Let us look at some of the submissions that have been made by respected authorities or stakeholders such as Catholic Healthcare. It has asked a very good question: ‘How is the private and not-for-profit hospital system involved in this set of reforms?’ What has been put forward is deeply unclear on that very important question. The Australian Medical Association asked in its submission: ‘What are the relationships between the multiple bodies which are created out of this package of reforms? What are the relationships between the Australian Commission on Safety and Quality in Health Care, the Independent Hospital Pricing Authority and the National Performance Authority?’ There is a distinct lack of clarity in what is being proposed.
The third area that I want to address in the brief time remaining is the impact of this package upon arrangements for Commonwealth-state relations, arrangements which were clarified and put on a much more sustainable basis with the introduction of the goods and services tax by the Howard government in 1999. This was a major and serious reform. It was not just an exercise in spending more money described as reform. The consequence of the introduction of the GST was to give the states a growth tax for the first time.

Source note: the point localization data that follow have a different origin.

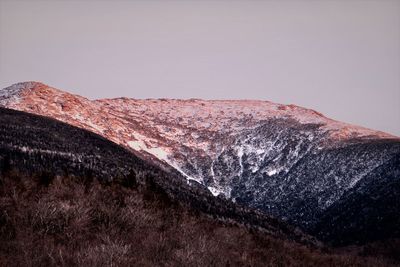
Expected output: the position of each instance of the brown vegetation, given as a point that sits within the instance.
(66, 221)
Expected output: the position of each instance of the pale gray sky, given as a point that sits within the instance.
(341, 58)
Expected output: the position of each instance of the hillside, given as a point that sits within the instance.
(70, 197)
(283, 160)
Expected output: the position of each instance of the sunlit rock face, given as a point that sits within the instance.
(285, 160)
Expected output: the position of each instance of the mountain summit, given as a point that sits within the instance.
(285, 160)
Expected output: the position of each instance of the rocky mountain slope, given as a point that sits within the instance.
(285, 160)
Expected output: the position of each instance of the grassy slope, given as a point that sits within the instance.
(70, 222)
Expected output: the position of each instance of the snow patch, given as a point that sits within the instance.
(215, 191)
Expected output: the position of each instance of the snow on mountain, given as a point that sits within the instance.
(286, 160)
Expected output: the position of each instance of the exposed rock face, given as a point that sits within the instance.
(286, 160)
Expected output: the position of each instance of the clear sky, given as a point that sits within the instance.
(341, 58)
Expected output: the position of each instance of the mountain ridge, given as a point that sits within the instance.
(284, 160)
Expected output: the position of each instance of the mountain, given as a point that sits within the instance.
(283, 160)
(69, 197)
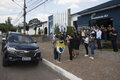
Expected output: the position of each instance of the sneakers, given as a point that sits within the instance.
(86, 55)
(91, 57)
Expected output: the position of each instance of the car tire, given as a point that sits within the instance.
(5, 61)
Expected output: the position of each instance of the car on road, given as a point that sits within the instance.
(20, 47)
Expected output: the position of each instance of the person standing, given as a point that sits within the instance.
(98, 37)
(77, 44)
(113, 38)
(86, 43)
(92, 45)
(55, 50)
(70, 46)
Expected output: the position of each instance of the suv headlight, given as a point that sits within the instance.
(37, 50)
(11, 49)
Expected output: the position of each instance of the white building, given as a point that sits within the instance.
(42, 26)
(61, 19)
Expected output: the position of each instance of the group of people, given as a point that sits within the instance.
(87, 37)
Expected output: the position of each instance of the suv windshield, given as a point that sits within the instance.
(20, 38)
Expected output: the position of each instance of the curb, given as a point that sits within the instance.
(60, 70)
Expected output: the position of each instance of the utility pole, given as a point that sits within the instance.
(24, 16)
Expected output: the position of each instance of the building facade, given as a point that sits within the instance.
(61, 19)
(104, 14)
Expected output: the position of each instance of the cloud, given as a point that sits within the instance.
(74, 6)
(42, 17)
(3, 18)
(72, 1)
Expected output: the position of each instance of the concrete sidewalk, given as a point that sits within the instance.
(105, 66)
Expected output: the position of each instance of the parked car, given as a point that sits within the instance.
(20, 47)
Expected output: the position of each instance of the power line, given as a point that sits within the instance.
(34, 3)
(18, 19)
(37, 6)
(17, 4)
(29, 1)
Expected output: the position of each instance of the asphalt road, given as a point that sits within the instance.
(27, 71)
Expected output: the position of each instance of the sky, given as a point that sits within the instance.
(14, 8)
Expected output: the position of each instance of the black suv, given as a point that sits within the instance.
(20, 47)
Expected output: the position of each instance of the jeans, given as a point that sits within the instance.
(92, 49)
(55, 54)
(114, 45)
(86, 47)
(70, 52)
(99, 43)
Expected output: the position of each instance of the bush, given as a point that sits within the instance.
(108, 45)
(69, 30)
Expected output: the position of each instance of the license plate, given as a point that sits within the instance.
(26, 58)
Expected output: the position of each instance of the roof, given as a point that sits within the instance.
(101, 6)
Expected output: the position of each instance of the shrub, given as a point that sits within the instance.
(108, 45)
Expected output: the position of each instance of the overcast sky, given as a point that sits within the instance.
(8, 8)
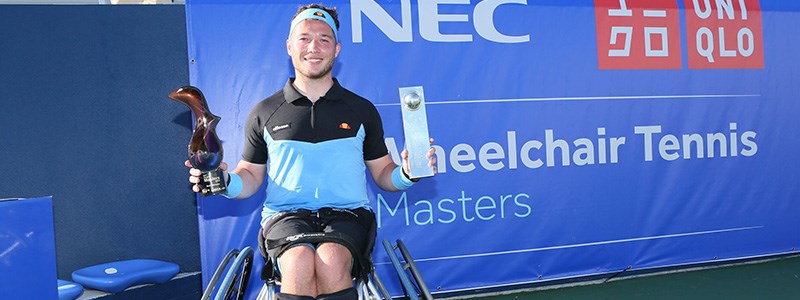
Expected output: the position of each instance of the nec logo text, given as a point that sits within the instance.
(430, 20)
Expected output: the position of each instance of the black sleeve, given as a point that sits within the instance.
(255, 148)
(374, 145)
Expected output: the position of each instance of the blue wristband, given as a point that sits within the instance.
(400, 181)
(234, 186)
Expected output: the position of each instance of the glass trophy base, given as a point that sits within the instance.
(212, 183)
(415, 129)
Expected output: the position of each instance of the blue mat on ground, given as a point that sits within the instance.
(68, 290)
(115, 277)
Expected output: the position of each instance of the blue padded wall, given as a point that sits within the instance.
(85, 118)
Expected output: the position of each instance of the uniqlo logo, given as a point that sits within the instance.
(638, 34)
(724, 34)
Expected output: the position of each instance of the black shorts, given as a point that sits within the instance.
(354, 226)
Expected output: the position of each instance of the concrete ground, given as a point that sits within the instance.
(775, 279)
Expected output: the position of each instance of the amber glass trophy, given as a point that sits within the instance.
(205, 149)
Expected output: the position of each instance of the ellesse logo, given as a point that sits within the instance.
(281, 127)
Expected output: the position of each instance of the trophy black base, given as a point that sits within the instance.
(212, 183)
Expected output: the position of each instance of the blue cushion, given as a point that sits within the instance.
(68, 290)
(115, 277)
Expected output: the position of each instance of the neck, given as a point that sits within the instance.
(313, 89)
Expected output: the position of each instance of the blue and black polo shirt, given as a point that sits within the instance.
(314, 152)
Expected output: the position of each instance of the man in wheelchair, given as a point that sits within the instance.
(312, 141)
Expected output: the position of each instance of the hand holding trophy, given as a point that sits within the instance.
(205, 149)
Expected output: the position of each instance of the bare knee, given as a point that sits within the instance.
(332, 268)
(298, 272)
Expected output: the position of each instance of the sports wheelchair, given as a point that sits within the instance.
(367, 282)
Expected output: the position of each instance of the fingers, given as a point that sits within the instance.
(194, 176)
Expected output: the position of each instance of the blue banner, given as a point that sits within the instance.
(573, 138)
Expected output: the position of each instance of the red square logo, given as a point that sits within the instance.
(724, 34)
(638, 34)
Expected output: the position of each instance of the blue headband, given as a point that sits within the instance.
(316, 14)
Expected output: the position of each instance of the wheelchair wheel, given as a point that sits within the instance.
(234, 284)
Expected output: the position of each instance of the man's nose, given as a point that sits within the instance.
(313, 46)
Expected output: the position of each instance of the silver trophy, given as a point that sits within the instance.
(415, 127)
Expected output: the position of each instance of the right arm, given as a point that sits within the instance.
(252, 176)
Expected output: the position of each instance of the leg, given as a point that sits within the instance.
(332, 266)
(296, 263)
(298, 271)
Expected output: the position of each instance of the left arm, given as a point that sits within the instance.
(381, 169)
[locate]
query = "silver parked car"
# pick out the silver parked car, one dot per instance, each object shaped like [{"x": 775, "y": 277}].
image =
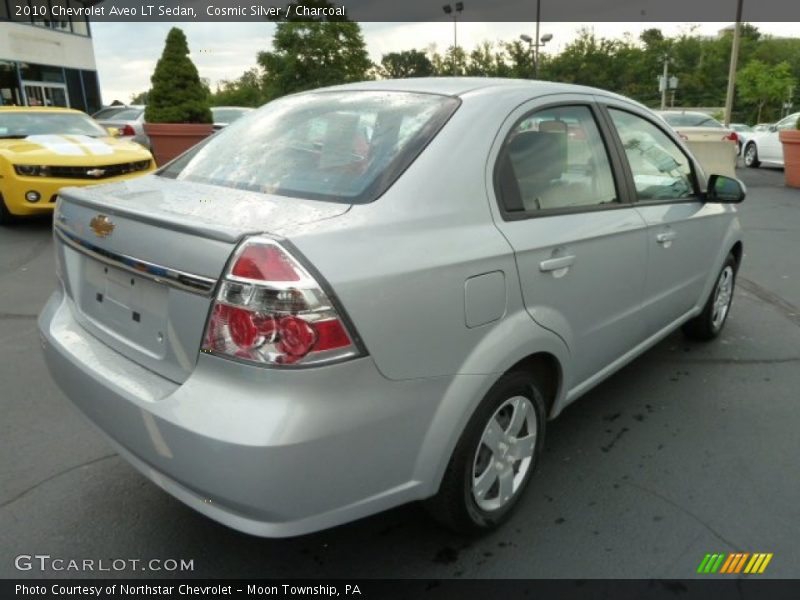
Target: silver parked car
[
  {"x": 378, "y": 293},
  {"x": 764, "y": 147}
]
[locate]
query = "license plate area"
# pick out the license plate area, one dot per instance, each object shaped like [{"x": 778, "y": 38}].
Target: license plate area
[{"x": 126, "y": 306}]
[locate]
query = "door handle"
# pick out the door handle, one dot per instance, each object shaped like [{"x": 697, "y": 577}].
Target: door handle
[
  {"x": 554, "y": 264},
  {"x": 665, "y": 237}
]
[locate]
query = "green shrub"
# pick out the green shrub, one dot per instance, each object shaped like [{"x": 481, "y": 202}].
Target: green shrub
[{"x": 177, "y": 94}]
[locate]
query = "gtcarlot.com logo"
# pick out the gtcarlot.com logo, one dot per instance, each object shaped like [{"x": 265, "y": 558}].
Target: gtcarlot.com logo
[
  {"x": 45, "y": 562},
  {"x": 734, "y": 563}
]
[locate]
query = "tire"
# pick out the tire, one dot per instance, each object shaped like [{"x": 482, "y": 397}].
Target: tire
[
  {"x": 471, "y": 497},
  {"x": 750, "y": 157},
  {"x": 709, "y": 323}
]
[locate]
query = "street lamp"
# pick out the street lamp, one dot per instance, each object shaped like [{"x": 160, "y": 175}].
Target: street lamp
[
  {"x": 542, "y": 41},
  {"x": 453, "y": 11}
]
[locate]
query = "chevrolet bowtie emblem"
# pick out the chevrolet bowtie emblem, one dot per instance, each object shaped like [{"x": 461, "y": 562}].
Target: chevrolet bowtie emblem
[{"x": 102, "y": 226}]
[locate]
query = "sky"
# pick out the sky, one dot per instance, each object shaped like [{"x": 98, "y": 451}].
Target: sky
[{"x": 126, "y": 53}]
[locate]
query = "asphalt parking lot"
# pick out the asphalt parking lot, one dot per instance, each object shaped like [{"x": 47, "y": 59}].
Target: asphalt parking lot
[{"x": 691, "y": 449}]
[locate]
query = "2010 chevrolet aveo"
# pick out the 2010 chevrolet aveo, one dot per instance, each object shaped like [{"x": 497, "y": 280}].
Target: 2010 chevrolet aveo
[{"x": 377, "y": 293}]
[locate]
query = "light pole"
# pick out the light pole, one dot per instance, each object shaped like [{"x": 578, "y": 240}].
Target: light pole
[
  {"x": 737, "y": 34},
  {"x": 535, "y": 53},
  {"x": 453, "y": 11},
  {"x": 667, "y": 83}
]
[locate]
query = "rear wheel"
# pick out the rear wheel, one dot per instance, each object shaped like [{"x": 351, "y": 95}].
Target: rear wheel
[
  {"x": 751, "y": 156},
  {"x": 495, "y": 457},
  {"x": 708, "y": 324}
]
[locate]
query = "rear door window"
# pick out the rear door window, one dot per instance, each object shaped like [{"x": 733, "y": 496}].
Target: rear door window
[{"x": 555, "y": 159}]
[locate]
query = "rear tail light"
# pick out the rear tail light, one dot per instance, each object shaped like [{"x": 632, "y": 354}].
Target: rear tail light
[
  {"x": 270, "y": 310},
  {"x": 732, "y": 137}
]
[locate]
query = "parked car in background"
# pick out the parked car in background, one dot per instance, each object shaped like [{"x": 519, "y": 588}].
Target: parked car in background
[
  {"x": 107, "y": 111},
  {"x": 129, "y": 124},
  {"x": 764, "y": 147},
  {"x": 743, "y": 130},
  {"x": 714, "y": 146},
  {"x": 225, "y": 115},
  {"x": 316, "y": 315},
  {"x": 45, "y": 149}
]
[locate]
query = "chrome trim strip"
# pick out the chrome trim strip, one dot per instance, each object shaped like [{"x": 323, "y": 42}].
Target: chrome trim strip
[{"x": 186, "y": 282}]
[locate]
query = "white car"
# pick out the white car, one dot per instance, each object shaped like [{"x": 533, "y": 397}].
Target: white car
[
  {"x": 764, "y": 147},
  {"x": 714, "y": 145}
]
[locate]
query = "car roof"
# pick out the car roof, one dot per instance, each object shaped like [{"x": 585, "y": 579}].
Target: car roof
[
  {"x": 56, "y": 109},
  {"x": 461, "y": 86}
]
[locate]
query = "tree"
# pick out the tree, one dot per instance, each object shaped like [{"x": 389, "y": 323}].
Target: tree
[
  {"x": 178, "y": 95},
  {"x": 763, "y": 85},
  {"x": 314, "y": 53},
  {"x": 245, "y": 91},
  {"x": 408, "y": 63}
]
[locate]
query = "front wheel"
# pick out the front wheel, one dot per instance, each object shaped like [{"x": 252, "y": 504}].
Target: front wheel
[
  {"x": 708, "y": 324},
  {"x": 494, "y": 458},
  {"x": 751, "y": 156}
]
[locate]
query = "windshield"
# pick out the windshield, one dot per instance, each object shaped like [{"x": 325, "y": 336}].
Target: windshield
[
  {"x": 339, "y": 146},
  {"x": 690, "y": 120},
  {"x": 19, "y": 124}
]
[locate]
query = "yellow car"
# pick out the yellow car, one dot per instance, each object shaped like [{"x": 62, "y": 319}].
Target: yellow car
[{"x": 45, "y": 149}]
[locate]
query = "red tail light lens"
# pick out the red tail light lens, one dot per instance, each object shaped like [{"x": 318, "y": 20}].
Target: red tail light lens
[{"x": 270, "y": 310}]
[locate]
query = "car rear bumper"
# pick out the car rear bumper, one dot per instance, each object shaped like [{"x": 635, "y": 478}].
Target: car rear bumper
[{"x": 264, "y": 451}]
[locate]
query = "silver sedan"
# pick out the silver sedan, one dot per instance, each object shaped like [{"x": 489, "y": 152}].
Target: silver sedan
[{"x": 377, "y": 293}]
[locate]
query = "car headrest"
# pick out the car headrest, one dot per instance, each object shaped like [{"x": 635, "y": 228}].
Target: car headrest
[{"x": 539, "y": 155}]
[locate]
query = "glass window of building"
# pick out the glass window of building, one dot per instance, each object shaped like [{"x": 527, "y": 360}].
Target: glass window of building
[{"x": 9, "y": 84}]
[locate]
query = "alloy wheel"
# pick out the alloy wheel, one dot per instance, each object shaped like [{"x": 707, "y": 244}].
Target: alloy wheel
[{"x": 722, "y": 298}]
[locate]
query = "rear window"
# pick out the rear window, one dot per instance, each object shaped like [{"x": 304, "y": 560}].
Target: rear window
[
  {"x": 128, "y": 114},
  {"x": 107, "y": 113},
  {"x": 339, "y": 146}
]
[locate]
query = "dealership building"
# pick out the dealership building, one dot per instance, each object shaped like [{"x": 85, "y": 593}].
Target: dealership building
[{"x": 47, "y": 62}]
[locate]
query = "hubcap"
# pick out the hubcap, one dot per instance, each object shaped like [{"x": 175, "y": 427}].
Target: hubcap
[
  {"x": 722, "y": 298},
  {"x": 505, "y": 454}
]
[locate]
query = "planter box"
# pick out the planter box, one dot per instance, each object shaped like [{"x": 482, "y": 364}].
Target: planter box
[
  {"x": 790, "y": 138},
  {"x": 170, "y": 140}
]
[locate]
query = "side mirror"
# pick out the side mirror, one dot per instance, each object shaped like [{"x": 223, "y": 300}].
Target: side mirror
[{"x": 725, "y": 190}]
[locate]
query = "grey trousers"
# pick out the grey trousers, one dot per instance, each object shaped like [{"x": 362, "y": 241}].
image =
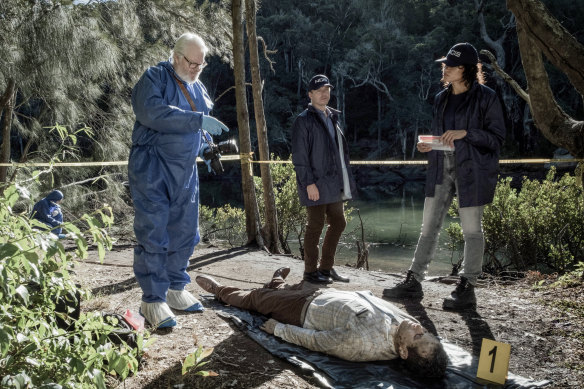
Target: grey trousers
[{"x": 435, "y": 210}]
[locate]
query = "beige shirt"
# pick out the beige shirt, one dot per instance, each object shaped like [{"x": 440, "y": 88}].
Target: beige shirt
[{"x": 354, "y": 326}]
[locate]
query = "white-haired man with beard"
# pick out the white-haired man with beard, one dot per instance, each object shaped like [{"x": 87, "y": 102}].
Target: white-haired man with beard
[
  {"x": 355, "y": 326},
  {"x": 172, "y": 111}
]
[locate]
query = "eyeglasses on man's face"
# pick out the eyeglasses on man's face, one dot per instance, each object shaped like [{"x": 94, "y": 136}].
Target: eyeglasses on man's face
[{"x": 193, "y": 64}]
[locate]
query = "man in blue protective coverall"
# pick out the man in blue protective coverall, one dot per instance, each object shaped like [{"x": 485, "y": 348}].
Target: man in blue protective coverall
[
  {"x": 172, "y": 109},
  {"x": 48, "y": 211}
]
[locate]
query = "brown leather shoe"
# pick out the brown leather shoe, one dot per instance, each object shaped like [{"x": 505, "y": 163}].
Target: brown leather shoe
[
  {"x": 282, "y": 273},
  {"x": 209, "y": 284}
]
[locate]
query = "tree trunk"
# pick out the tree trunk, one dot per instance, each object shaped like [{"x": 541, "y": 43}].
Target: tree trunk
[
  {"x": 557, "y": 126},
  {"x": 6, "y": 107},
  {"x": 271, "y": 217},
  {"x": 252, "y": 223},
  {"x": 547, "y": 33}
]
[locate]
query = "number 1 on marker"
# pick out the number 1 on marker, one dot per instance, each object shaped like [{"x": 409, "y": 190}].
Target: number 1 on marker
[{"x": 494, "y": 361}]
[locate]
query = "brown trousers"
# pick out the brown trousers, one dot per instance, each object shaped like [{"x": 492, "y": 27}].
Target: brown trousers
[
  {"x": 284, "y": 303},
  {"x": 335, "y": 218}
]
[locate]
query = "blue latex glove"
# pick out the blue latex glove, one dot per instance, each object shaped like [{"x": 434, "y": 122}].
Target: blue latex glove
[{"x": 213, "y": 126}]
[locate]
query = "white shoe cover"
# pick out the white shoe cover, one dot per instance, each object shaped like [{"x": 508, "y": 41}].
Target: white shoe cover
[
  {"x": 158, "y": 315},
  {"x": 183, "y": 300}
]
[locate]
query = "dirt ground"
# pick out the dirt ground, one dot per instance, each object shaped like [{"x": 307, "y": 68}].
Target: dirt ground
[{"x": 546, "y": 338}]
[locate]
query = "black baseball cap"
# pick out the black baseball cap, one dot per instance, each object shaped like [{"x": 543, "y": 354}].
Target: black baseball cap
[
  {"x": 318, "y": 81},
  {"x": 461, "y": 54}
]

Proceeds from the GST rose from $24.4 billion in 2000-01 to $44.5 billion in 2009-10. The policy intention was to allow the states to better manage key functions with greater certainty over their revenue base.
Unfortunately, this set of rushed through changes which the House is now considering will have the effect of comprehensively white-anting the GST policy architecture which was so carefully and painstakingly introduced by the Howard government. It is troubling indeed that these changes appear to have been made in a fashion which is inconsistent with clause 44 of the Intergovernmental Agreement on the Reform of Commonwealth-State Financial Relations 1999, which says:
All questions arising in the Ministerial Council will be determined by unanimous agreement unless otherwise specified in this agreement.
Instead of that unanimous agreement, we have the Commonwealth imposing its will and seeking to comprehensively change the GST arrangements in a way which is far from good for the policy of giving the states certainty and clarity as to their source of funding. Indeed, the impact of these changes on the GST revenue stream to be received by the states is uncertain and variable. According to the Commonwealth’s own documents, the share of the GST revenue that the Commonwealth will retain for the purposes of funding the new hospital arrangements will vary widely by state in 2011-12 between 50 per cent in the ACT, 40 per cent in Queensland, 30 per cent in New South Wales and 25 per cent in Victoria.
This is a package of purported reforms which is deeply flawed because it does not deliver on the bold objectives and claims that are made about it. On the contrary, it introduces complication and uncertainty and it offers manifest possibilities for continued cost shifting and playing of the blame game. Lastly, it has the not incidental but in fact quite serious consequence of materially damaging the arrangements under which the goods and services tax has, until now, provided the states with a degree of certainty as to their funding base, which in turn has allowed them to go about their jobs of delivering services to citizens in a more productive and efficient way. For these reasons, I would argue that the legislation before the House ought not be supported.